2. Count the colours¶
Practises: Data Structures
You are given a list of colour names, some repeated — {"red", "green", "red", "blue", "green", "red"}. Count how many times each colour appears, then print each colour with its count. Use the container the chapter recommends for counting by key.
Hint: looking up a missing key in a map creates it with the value
0, so++counts[colour]does the right thing the first time too.
Show solution
#include <iostream>
#include <string>
#include <vector>
#include <map>
int main() {
std::vector<std::string> colours = {"red", "green", "red", "blue", "green", "red"};
std::map<std::string, int> counts;
for (const std::string& colour : colours) {
++counts[colour];
}
for (const auto& [colour, count] : counts) {
std::cout << colour << ": " << count << "\n";
}
}
++counts[colour] works because the first lookup of a new key inserts it with a value-initialised 0, which the ++ then makes 1. Using std::map prints the colours in alphabetical order; std::unordered_map would count them just as well but in no particular order. The [colour, count] in the loop is a structured binding — it splits each key/value pair into two named pieces, exactly as the chapter showed.

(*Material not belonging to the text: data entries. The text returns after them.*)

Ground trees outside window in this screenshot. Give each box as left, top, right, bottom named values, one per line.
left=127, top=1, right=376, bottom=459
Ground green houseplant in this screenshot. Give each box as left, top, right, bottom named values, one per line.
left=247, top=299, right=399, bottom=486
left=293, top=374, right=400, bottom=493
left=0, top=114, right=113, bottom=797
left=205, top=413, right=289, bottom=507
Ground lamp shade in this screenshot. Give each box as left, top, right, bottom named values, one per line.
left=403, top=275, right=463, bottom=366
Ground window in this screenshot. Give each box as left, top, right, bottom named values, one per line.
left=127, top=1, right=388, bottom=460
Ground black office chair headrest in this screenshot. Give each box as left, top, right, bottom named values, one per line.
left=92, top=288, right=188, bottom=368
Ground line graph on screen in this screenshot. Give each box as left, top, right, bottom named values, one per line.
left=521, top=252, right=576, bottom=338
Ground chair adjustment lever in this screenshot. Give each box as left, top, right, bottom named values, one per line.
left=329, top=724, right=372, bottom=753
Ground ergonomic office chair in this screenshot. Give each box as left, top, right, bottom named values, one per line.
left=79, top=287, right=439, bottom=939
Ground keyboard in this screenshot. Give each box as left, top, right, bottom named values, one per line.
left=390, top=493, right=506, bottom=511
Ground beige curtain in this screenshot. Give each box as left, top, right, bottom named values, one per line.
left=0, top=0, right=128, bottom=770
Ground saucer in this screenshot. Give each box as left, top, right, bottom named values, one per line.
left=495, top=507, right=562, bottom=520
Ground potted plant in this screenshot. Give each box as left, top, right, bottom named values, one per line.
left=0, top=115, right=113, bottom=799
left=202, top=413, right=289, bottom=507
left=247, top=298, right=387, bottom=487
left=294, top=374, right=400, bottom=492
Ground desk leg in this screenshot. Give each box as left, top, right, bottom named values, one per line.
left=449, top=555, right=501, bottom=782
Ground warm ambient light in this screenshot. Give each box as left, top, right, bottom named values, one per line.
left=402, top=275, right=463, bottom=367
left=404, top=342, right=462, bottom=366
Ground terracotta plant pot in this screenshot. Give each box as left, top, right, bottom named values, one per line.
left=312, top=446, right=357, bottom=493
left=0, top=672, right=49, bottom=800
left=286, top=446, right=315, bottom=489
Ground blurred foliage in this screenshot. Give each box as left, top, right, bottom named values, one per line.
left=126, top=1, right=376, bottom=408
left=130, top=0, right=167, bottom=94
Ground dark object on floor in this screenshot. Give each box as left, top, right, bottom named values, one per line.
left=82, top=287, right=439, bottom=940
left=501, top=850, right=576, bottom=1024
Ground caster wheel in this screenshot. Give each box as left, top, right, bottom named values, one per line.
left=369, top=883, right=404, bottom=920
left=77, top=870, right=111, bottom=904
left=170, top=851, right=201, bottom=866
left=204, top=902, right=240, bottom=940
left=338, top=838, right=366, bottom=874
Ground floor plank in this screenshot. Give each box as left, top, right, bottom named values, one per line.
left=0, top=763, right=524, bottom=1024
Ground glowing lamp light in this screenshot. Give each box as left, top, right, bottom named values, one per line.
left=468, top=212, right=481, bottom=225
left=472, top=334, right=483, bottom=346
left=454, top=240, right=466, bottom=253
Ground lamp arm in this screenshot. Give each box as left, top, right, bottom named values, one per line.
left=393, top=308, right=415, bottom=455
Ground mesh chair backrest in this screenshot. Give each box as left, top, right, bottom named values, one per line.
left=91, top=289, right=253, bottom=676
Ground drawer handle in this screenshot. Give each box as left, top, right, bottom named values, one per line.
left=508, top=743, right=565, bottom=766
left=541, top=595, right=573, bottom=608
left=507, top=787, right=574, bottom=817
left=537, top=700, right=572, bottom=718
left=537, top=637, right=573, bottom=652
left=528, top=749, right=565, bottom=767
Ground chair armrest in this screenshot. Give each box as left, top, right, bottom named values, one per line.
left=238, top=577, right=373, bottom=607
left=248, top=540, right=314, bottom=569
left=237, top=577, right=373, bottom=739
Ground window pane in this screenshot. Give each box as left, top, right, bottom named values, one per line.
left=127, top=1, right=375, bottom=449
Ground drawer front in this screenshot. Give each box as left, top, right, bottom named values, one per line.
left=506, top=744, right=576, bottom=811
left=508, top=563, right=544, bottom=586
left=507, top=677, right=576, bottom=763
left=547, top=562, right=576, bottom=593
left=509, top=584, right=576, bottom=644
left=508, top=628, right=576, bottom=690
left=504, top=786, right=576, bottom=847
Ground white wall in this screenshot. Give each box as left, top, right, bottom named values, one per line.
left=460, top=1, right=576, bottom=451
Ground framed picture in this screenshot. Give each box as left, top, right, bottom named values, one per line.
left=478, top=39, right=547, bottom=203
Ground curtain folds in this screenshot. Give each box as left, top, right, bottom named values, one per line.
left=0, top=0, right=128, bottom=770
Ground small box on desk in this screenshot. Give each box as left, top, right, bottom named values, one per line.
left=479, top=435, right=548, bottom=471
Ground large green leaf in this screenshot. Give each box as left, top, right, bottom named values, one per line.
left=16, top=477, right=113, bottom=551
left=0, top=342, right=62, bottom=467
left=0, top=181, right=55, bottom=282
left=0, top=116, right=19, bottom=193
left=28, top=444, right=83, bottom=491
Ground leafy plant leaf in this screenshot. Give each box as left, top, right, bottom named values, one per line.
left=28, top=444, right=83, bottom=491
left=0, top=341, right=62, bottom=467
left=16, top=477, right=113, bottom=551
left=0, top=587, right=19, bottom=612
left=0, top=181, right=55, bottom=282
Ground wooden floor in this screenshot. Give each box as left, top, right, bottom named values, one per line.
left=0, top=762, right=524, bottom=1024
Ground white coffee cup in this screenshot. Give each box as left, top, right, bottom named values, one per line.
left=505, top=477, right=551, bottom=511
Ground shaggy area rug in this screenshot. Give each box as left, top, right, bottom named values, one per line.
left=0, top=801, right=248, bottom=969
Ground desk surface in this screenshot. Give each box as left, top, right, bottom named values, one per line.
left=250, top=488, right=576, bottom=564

3. Count the distinct IDs¶
Practises: Data Structures
A stream of sensor IDs arrives, with some repeats — {4, 8, 4, 15, 16, 8, 23, 42, 16}. Print how many distinct IDs there were. Use the container designed for the "have I seen this before?" question.
Show solution
#include <iostream>
#include <vector>
#include <unordered_set>
int main() {
std::vector<int> ids = {4, 8, 4, 15, 16, 8, 23, 42, 16};
std::unordered_set<int> distinct(ids.begin(), ids.end());
std::cout << "Distinct IDs: " << distinct.size() << "\n";
}
A set silently discards duplicates, so once every ID has gone in, its size() is the count of distinct values. Building the set straight from the vector's begin(), end() range is the shortest way; inserting in a loop would work too. The chapter's decision table points to a set for exactly this "track which items I have seen" job.